It is quite clear under hundreds of years of legal precedent that documents cannot be introduced as evidence of anything. They are clearly hearsay. Some Banks are trying to use the phrase “self-authenticating” which simply does not apply to self-serving fabrications of documents. The real strategy is using the “business records exception” to hearsay, and all eyes seem to be on Florida now. Matt Weidner has written an excellent article on the subject at http://mattweidnerlaw.com/calloway-v-bony/. And from the other side see http://www.jdsupra.com/legalnews/congratulations-you-now-own-the-loan-18283/
But I think there is a basis to use information in the public domain to challenge the business records exception. We already know of findings by administrative agencies and Congressional hearings and law enforcement that the banks were fabricating documents and wrongfully foreclosing on as many as 95% of all the foreclosure (See Elizabeth Warren’s questioning of FDIC investigator).
I would argue that the bank or servicer is not entitled to use the business record exception because of all the cases and information we have on the internet, including governmental proceedings, where it was revealed that most of the foreclosures were based upon false premises. References to the Katherine Ann Porter investigation, the San Francisco Report (65% of all foreclosures were by strangers to the transaction”) would be helpful. The Consent Orders and Settlements also give rise to a presumption that the records of the banks and servicers are NOT trustworthy nor are they actual business records. They are instead reports prepared for trial about which the presenting witness knows nothing.
Accordingly, I would argue, the records are inherently untrustworthy which is what has been found on thousands of cases where the bank lost and the homeowner won. And I would further argue that this exception is for convenience, not proof. If there is any doubt about the existence of a loan in the chain relied upon by the foreclosing party, or any doubt about whether there was a purchase or sale of the loan, the note, the mortgage, the deed of trust, or the authenticity of a MERS executive authorization or Power of Attorney, I would say that the proponent of such an assertion must prove it rather than rely on the presumptions used in connection with “negotiable” instruments — particularly when the “negotiation” took place when the loan was already in default, meaning that it was NOT a negotiable instrument. If not a negotiable instruments there are no presumption to apply.
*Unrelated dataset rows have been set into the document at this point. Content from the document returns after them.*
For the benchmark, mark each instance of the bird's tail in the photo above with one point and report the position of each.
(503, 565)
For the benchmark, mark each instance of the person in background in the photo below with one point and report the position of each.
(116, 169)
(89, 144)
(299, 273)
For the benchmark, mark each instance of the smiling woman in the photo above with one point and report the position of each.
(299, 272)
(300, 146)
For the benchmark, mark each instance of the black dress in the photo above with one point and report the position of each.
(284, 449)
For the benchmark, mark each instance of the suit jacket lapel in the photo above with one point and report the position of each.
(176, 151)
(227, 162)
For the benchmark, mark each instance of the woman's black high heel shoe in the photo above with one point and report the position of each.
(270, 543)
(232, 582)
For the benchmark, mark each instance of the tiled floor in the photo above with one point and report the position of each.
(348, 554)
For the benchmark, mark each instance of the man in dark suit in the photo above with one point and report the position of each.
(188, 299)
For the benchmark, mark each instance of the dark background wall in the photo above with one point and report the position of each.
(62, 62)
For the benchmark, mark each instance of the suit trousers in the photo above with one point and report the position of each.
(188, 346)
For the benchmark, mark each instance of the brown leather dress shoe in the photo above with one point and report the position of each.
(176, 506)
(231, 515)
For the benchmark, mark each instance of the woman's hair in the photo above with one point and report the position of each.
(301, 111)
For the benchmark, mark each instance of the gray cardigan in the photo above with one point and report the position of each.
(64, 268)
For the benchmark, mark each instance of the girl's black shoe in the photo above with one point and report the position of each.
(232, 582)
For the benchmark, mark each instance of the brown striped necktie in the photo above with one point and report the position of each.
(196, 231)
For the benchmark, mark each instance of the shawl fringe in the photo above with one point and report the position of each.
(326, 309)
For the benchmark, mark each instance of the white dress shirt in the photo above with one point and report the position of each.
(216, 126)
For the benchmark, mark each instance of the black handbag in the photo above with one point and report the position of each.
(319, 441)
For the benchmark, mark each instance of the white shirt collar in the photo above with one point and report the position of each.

And lastly I would argue lack of prejudice. If the transactions were fictitious, the court should certainly want to enter a judgment on the real facts than the lies proffered by parties in court. If anything, the prejudice is to the homeowner in letting the bank or servicer use self serving documents of unknown origination in lieu of presenting real facts by real witnesses with real knowledge carrying real documents.
If the transactions were real, they should have no problem showing proof of the movement of money in consideration for the purchase of a loan. How hard is that? They supposedly did it when they sold the loans — why can’t they do it now when they are saying they have the right to foreclose the loans? Maybe because the entire securitization scheme was a fraudulent scheme using the court system to legitimize illegal acts.